Leipzig behauptet seinen Platz als zehntgrößte Verlagsstadt in Deutschland

Am 19. Oktober startet die diesjährige Buchmesse in Frankfurt. Eine Buchmesse mit einer Branche, die seit Jahren ganz ähnlich verunsichert ist wie es die journalistischen Medien sind, denn das Geschäftsmodell der Verlage steht von mehreren Seiten unter Beschuss. Nicht nur, was einen Internet-Giganten wie Amazon betrifft, sondern auch die Frage betreffend: Verlernen die Deutschen das Lesen?

Denn wenn immer mehr der elektronischen Spielzeuge den Alltag der Bundesbürger beherrschen, bleibt weniger Zeit, Konzentration und Geld für Bücher übrig. Und das mit dem Geld ist längst spürbar. Seit Jahren stagniert die Branche und man ist froh, wenn die Umsätze nur um 1 bis 2 Prozent im Jahr zurückgehen. Tatsächlich ist man alarmiert.

„Diese Zuwächse konnten aber leider die Umsatzverluste im verlegerischen Kerngeschäft nicht aufwiegen. Die Buchumsätze der Verlagshäuser gingen 2015 um 4,0 Prozent, also nicht unerheblich, zurück“, stellt der Landesverband des Börsenvereins des deutschen Buchhandels für Sachsen, Sachsen-Anhalt und Thüringen fest. „Über alle Geschäftsfelder hinweg haben die Verlagshäuser das vergangene Jahr mit einem Umsatzminus von 2,0 Prozent abgeschlossen.“

Und das bei einer wieder gesteigerten Titelproduktion.
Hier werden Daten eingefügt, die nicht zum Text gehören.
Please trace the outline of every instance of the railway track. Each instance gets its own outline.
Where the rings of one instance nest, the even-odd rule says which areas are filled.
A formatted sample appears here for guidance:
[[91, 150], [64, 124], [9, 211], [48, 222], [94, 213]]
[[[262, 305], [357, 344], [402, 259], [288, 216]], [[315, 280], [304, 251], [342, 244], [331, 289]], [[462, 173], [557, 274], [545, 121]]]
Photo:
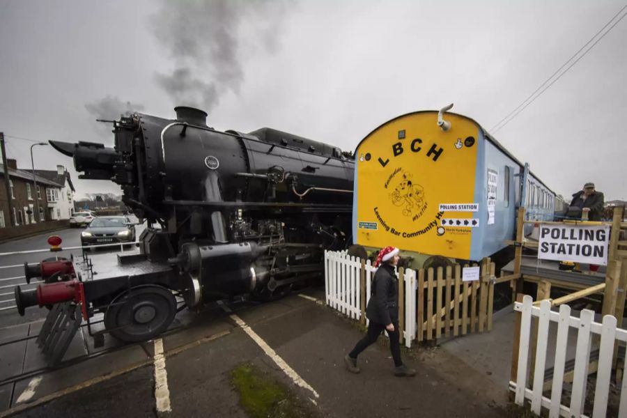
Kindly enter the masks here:
[[[226, 301], [222, 301], [222, 302], [226, 302]], [[239, 299], [239, 300], [229, 300], [228, 302], [229, 302], [229, 304], [231, 307], [236, 306], [238, 304], [240, 304], [239, 309], [237, 307], [234, 307], [234, 309], [233, 309], [233, 310], [234, 311], [239, 311], [242, 309], [245, 309], [249, 307], [255, 306], [256, 304], [256, 302], [252, 302], [251, 301], [247, 300], [243, 298]], [[180, 311], [183, 309], [184, 309], [185, 307], [185, 305], [180, 306], [178, 308], [178, 310]], [[221, 315], [224, 314], [222, 309], [221, 308], [219, 308], [219, 305], [217, 304], [217, 302], [212, 302], [210, 305], [208, 305], [206, 307], [206, 309], [209, 310], [209, 311], [215, 310], [216, 312], [219, 313]], [[38, 322], [38, 321], [36, 321], [36, 322]], [[91, 323], [90, 325], [93, 326], [93, 325], [95, 325], [98, 324], [102, 323], [103, 322], [104, 322], [104, 320], [101, 320]], [[84, 328], [86, 327], [87, 326], [88, 326], [87, 323], [82, 324], [80, 325], [81, 332], [82, 332], [82, 330]], [[2, 330], [6, 330], [8, 327], [7, 327]], [[164, 338], [164, 337], [167, 337], [169, 336], [172, 336], [172, 335], [174, 335], [179, 332], [189, 330], [192, 327], [190, 327], [189, 325], [176, 325], [176, 326], [171, 327], [165, 332], [161, 334], [159, 336], [159, 337]], [[19, 343], [21, 342], [29, 341], [30, 340], [36, 339], [38, 336], [39, 336], [39, 334], [38, 334], [36, 335], [31, 335], [31, 336], [25, 336], [25, 337], [16, 338], [16, 339], [5, 341], [3, 342], [0, 342], [0, 353], [1, 353], [3, 348], [10, 346], [11, 344], [16, 344], [16, 343]], [[84, 334], [83, 338], [84, 338], [84, 337], [85, 337], [85, 336]], [[22, 380], [24, 379], [29, 379], [29, 378], [33, 378], [34, 376], [46, 374], [46, 373], [51, 373], [53, 371], [59, 371], [59, 370], [61, 370], [63, 369], [66, 369], [68, 367], [75, 366], [76, 364], [91, 360], [91, 359], [93, 359], [95, 358], [98, 358], [102, 355], [105, 355], [107, 354], [110, 354], [112, 353], [116, 353], [117, 351], [120, 351], [121, 350], [124, 350], [124, 349], [129, 348], [131, 347], [135, 347], [135, 346], [140, 347], [146, 353], [146, 355], [150, 357], [152, 357], [152, 355], [150, 354], [150, 351], [148, 350], [148, 349], [146, 347], [146, 344], [148, 342], [149, 342], [149, 341], [141, 341], [141, 342], [138, 342], [138, 343], [123, 343], [121, 341], [119, 345], [116, 345], [114, 347], [110, 347], [108, 348], [104, 348], [102, 350], [99, 350], [98, 351], [95, 352], [95, 353], [87, 353], [86, 354], [77, 356], [75, 357], [73, 357], [73, 358], [68, 359], [68, 360], [62, 361], [55, 366], [41, 367], [41, 368], [38, 368], [38, 369], [36, 369], [34, 370], [31, 370], [31, 371], [21, 373], [18, 373], [16, 375], [13, 375], [10, 377], [8, 377], [8, 378], [4, 378], [4, 379], [0, 380], [0, 387], [1, 387], [3, 385], [15, 383], [16, 382], [18, 382], [18, 381], [20, 381], [20, 380]], [[26, 348], [25, 346], [24, 350], [26, 350]], [[24, 355], [25, 355], [25, 353], [24, 353]]]

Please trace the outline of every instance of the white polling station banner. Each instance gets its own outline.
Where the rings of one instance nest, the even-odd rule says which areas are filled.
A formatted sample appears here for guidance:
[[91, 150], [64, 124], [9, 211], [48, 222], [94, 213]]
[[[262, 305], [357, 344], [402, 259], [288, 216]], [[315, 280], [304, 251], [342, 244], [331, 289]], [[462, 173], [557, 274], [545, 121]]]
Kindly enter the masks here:
[[609, 225], [540, 225], [538, 258], [607, 265]]

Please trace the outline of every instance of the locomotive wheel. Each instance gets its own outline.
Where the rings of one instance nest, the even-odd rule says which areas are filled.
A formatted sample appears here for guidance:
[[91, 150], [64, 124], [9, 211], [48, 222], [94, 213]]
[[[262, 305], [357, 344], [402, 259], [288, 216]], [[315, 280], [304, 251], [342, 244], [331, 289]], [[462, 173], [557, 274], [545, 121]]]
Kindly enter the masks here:
[[114, 300], [104, 313], [104, 327], [123, 341], [143, 341], [167, 330], [176, 314], [176, 299], [171, 292], [141, 286]]

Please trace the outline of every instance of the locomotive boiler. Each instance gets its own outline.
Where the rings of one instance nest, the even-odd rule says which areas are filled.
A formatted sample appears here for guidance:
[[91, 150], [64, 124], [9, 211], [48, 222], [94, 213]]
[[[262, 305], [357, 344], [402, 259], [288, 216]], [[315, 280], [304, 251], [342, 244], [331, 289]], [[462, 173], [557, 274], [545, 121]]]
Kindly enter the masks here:
[[173, 120], [121, 117], [114, 148], [50, 141], [80, 178], [119, 185], [148, 227], [138, 254], [109, 265], [84, 255], [26, 265], [27, 281], [45, 283], [16, 288], [20, 313], [70, 304], [88, 321], [104, 313], [118, 339], [141, 341], [168, 327], [176, 295], [191, 309], [242, 294], [272, 299], [320, 277], [324, 251], [350, 243], [352, 153], [270, 128], [220, 132], [201, 110], [175, 111]]

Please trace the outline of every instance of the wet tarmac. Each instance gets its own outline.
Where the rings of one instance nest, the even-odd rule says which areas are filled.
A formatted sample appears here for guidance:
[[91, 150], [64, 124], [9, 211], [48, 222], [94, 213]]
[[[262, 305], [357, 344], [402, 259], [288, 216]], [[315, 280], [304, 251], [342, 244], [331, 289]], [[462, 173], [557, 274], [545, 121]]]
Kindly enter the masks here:
[[[321, 291], [307, 293], [318, 300], [323, 296]], [[0, 387], [0, 417], [247, 417], [229, 378], [231, 371], [244, 363], [283, 382], [320, 417], [505, 414], [502, 406], [507, 388], [444, 350], [404, 353], [418, 373], [399, 378], [393, 375], [389, 350], [382, 343], [375, 344], [359, 357], [362, 373], [353, 375], [344, 369], [342, 358], [363, 334], [355, 323], [331, 309], [298, 295], [229, 307], [233, 312], [218, 305], [198, 314], [184, 311], [177, 317], [184, 328], [162, 336], [171, 412], [157, 412], [155, 343], [148, 341]], [[28, 326], [34, 331], [37, 325]], [[115, 343], [107, 342], [109, 346]], [[89, 344], [84, 346], [88, 352]], [[22, 353], [15, 360], [3, 355], [1, 370], [36, 364], [38, 354], [26, 350], [26, 356]], [[297, 384], [286, 366], [311, 389]], [[24, 401], [24, 394], [30, 394], [33, 378], [38, 377], [32, 397]]]

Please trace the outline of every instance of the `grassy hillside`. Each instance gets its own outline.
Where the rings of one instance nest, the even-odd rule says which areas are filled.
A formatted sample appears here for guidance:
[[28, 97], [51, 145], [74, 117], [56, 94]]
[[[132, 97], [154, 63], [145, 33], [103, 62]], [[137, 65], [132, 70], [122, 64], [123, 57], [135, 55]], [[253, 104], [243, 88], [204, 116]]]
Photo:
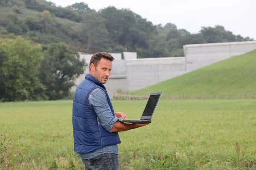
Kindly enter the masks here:
[[133, 93], [157, 91], [163, 91], [166, 96], [184, 94], [252, 97], [256, 94], [256, 50]]
[[[138, 119], [146, 102], [113, 104]], [[255, 170], [256, 109], [253, 99], [161, 100], [151, 124], [119, 133], [120, 170]], [[8, 169], [84, 169], [73, 150], [72, 100], [0, 103], [0, 113], [7, 153], [23, 150]]]

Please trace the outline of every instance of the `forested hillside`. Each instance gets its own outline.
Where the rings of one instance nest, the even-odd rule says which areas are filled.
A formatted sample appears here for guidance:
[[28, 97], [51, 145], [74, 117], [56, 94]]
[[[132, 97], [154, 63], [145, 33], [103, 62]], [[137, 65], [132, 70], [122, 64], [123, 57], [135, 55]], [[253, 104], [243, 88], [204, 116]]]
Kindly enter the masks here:
[[41, 44], [64, 42], [85, 53], [136, 51], [140, 58], [183, 56], [185, 44], [253, 40], [221, 26], [190, 34], [170, 23], [154, 25], [127, 9], [109, 6], [97, 12], [88, 5], [63, 8], [44, 0], [0, 0], [0, 37], [21, 35]]

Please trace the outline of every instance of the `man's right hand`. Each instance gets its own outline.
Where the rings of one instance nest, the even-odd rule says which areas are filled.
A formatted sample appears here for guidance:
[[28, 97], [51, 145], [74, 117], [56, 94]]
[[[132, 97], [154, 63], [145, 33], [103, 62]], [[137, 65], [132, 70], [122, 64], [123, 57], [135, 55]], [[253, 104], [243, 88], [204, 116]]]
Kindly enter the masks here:
[[126, 124], [116, 121], [114, 124], [112, 130], [110, 132], [116, 132], [126, 131], [130, 129], [146, 126], [148, 123], [131, 123]]
[[142, 127], [143, 126], [146, 126], [149, 124], [149, 123], [134, 123], [133, 124], [135, 124], [137, 126], [138, 126], [138, 128]]

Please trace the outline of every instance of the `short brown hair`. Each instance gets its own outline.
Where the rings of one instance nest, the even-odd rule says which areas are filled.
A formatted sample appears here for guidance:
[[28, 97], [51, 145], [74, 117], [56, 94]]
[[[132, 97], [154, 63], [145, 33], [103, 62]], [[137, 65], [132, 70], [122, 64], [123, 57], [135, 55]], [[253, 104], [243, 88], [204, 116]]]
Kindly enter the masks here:
[[93, 63], [94, 65], [95, 65], [95, 67], [97, 67], [98, 62], [100, 60], [100, 59], [101, 59], [102, 58], [108, 60], [111, 62], [113, 61], [114, 60], [115, 60], [112, 56], [106, 52], [102, 52], [95, 54], [92, 56], [91, 60], [90, 60], [90, 65], [89, 65], [89, 71], [90, 71], [90, 64]]

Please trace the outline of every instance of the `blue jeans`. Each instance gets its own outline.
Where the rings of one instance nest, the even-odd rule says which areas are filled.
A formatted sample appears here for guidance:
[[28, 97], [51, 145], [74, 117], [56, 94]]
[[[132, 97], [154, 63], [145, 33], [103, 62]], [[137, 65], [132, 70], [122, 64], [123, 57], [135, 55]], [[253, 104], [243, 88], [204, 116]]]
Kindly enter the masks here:
[[82, 159], [85, 170], [119, 170], [118, 155], [103, 153], [91, 159]]

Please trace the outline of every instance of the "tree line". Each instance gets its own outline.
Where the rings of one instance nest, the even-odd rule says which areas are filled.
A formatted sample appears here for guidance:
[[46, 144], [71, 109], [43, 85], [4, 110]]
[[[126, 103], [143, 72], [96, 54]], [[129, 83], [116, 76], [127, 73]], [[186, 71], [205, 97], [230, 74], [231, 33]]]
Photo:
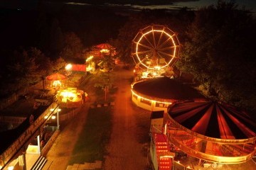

2011 wurden im Buchmarkt insgesamt noch 9,6 Milliarden Euro umgesetzt, 2014 noch 9,3 Milliarden und 9,19 Milliarden. Fast die Hälfte aller Bücher – 48,2 Prozent – wurden im Sortimentsbuchhandel verkauft. Der Internetbuchhandel wuchs weiter von 16,2 auf 17,4 Prozent Anteil, die Verlage selbst waren mit 20,9 Prozent am Buchverkauf beteiligt, was ebenfalls leicht über dem Vorjahreswert von 20,4 Prozent lag. Der Trend ist sichtbar: Immer mehr Käufer bestellen ihre Bücher online. Was nicht unbedingt für eine Mode oder einen Trend stehen muss, sondern möglicherweise auch für den Verlust von wichtigen Buchhandlungen vor Ort. Während sich in Städten wie Leipzig Buchhandlungen immer wieder stabilisieren können, weil es eine ausreichende Laufkundschaft gibt, haben Buchhändler in ausdünnenden Regionen massive Probleme.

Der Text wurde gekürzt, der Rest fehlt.